At 11.40pm, having heard nothing from Uncle Kamur all day, we received a phone call from the police informing us he was in custody. He had killed Omur. My mother ran to the toilet and was sick, I picked up the phone and asked what had happened. They asked if my father was home, I told them he wasn’t around. Apparently Omur, defiant in his deed, had stayed at the house he and Ela had shared. Uncle Kamur had gone round, and, upon Omur opening the door, fired a shotgun at his chest.
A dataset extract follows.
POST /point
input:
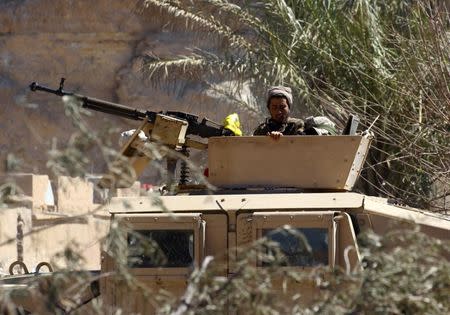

He left Omur there, the door wide open; stuffed in Omur’s belt was the read-out of Uncle Kamur’s heartbeat just after he’d been told his daughter had died.

It was grizzly, and not as poetic as I think Uncle Kamur thought it would be in the moment. The police found him the by sitting at the water fountain in Kizlilay Square; he was still holding the shotgun, so it didn’t take them long. It meant Uncle Kamur couldn’t go to his daughter’s funeral and I wonder if it was worth it, what would Ela have preferred. But I can’t say she didn’t want the man who killed her dead.

You kill mine, I kill yours. You kill me, I kill you.

In some respects, Uncle Kamur was lucky; he got a reduced sentence, 6 years; he’s been in there for 10 months, but we’re not sure he’ll ever come out. My father’s started to notice something’s up with Amir, he talks of nothing but what we should be doing, what other people will think of us for not, what they might do. I think of leaving here sometimes but I can’t. There’s something that pulls here; a strange wind, like there’s been a black hole smuggled into some back alley, and it’s slowly sucking us back into a past we were never meant live, but now we must live out. And judging by the way my brother turns his head to it and sails along regardless, it requires as many of us as possible to stick around.